It was all very casual. A no-tie, open-collar, friendly (well, as close as it gets in politics) sort of affair to show how 'unified" they both were; the president of the National Assembly and
the minister of industrial renewal.

Smile for the camera guys!

Over at the centre-right UMP (renamed until further notice Union pour un mouvement pauvre), another wannabe leader was staking his claim.

Laurent Wauquiez followed...er...in his own footsteps (or the tradition of the former Socialist president François Mitterrand who used to make an annual ascent of the roche de Solutré) by taking his once-a-year hike up mont Mézenc.

What is it with politicians and hills?

Surrounded by his personal fan club from the like-minded "droite sociale",  Wauquiez was apparently showing what a free-thinking, independent kind of politician he was...well at least until it becomes necessary to foster alliances with the forces of darkness from another part of the UMP.

Meanwhile yet another wannabe - prime minister, president and master of the universe - and darling of the right, the interior minister Manuel Valls, "shocked" some in his own (Socialist - and you might need to be reminded of that now and then) party with statements that seemed...well, a little off message.

France faces two major challenges in ensuring how people here can all live together happily, according to the interior minister.

Number One - the birth rate among those of African origin in France would "force a rethink of our immigration policy and the issue of family reunification would have to be reviewed."

And Number Two - to show that "Islam was compatible with democracy."

Nabilla!

"Non, mais allô quoi?" to quote one of the great French thinkers of our time.

Weren't those exactly the sort of remarks Jean-Luc Mélenchon had been talking about during his interview with le Journal du Dimanche when he said, "Valls had been contaminated by the (thinking of the far-right) Front National"?

All right, so as the self-appointed leader (or at least one of them) of one of France's far-left parties, Mélenchon might get a heck of a kick out of putting the proverbial boot into his former Socialist party colleagues, but he has a point, hasn't he?

While on the subject of Valls - after all there was, and is, no getting away from him - the interior minister was quick to react to the latest deaths in Marseille, a city that has "long grappled with high crime rates that have increasingly become more violent over the years."

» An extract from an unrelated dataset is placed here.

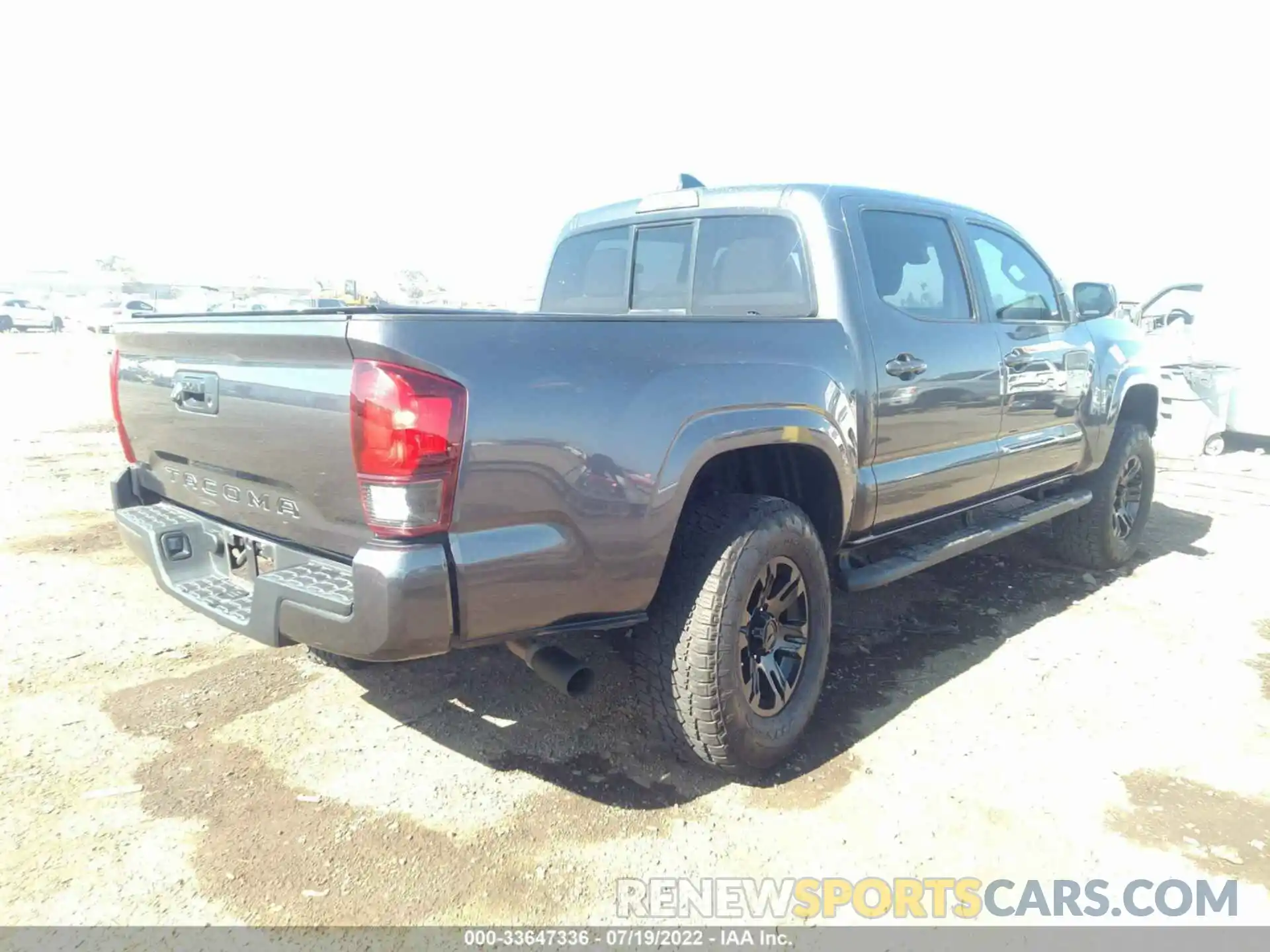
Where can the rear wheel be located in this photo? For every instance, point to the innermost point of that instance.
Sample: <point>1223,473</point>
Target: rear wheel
<point>736,651</point>
<point>1105,534</point>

It was during Valls' appearance on BFM TV on Tuesday morning to explain what approach the government would be taking in Marseille, that the...er..."real" prime minister, Jean-Marc Ayrault, got wind that the "wannabe" one (Valls) would be heading off to the southern French city to "sort things out" (paraphrasing).

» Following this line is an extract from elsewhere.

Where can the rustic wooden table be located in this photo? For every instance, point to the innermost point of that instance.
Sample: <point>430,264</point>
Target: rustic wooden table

Manuel Valls (screenshot BFMTV August 20, 2013)

Ayrault, always a man of action, reacted promptly, putting Valls firmly in his place and swooping on Marseille himself surrounded by five - yes count them - ministers: Valls (that'll learn yer sonny), Christine Taubira (justice), Marisol Touraine (social affairs), Cécile Duflot (housing) and Marie-Arlette Carlotti (junior minister for the disabled and from Marseille herself).

And just to show how much in charge he was, Ayrault annouced exactly what Valls had been planning to say - measures to beef up of the police presence in the city.

Way to go, M Ayrault!



Finally - skipping over the first cabinet meeting and the proposed reform of the status of the auto-entrepreneur, the handling of which seems to epitomise the government's clarity and coherence on the subject, no political rentrée would be complete without yet another failed attempt at a comeback by the country's first lady of politics.

In her capacity as president of the region Poitou-Charentes, Ségolène Royal had planned a get-together lunch and a press conference for other Socialist party regional presidents as a "prelude" to the traditional annual meeting of party activists the last weekend of August in the town of La Rochelle.

Only it has been cancelled  because of lack of interest or, as Royal tweeted, "postponed by several days to prepare for the September 11 meeting at the Matignon (the prime minister's official residence)."



La Rochelle, you might remember, was the scene of Royal's ignominious defeat to fellow party member Olivier Falorni in last year's parliamentary elections.

And that, dear reader, is a round up of some of this week's political stories making the news here in France.

Bon week-end.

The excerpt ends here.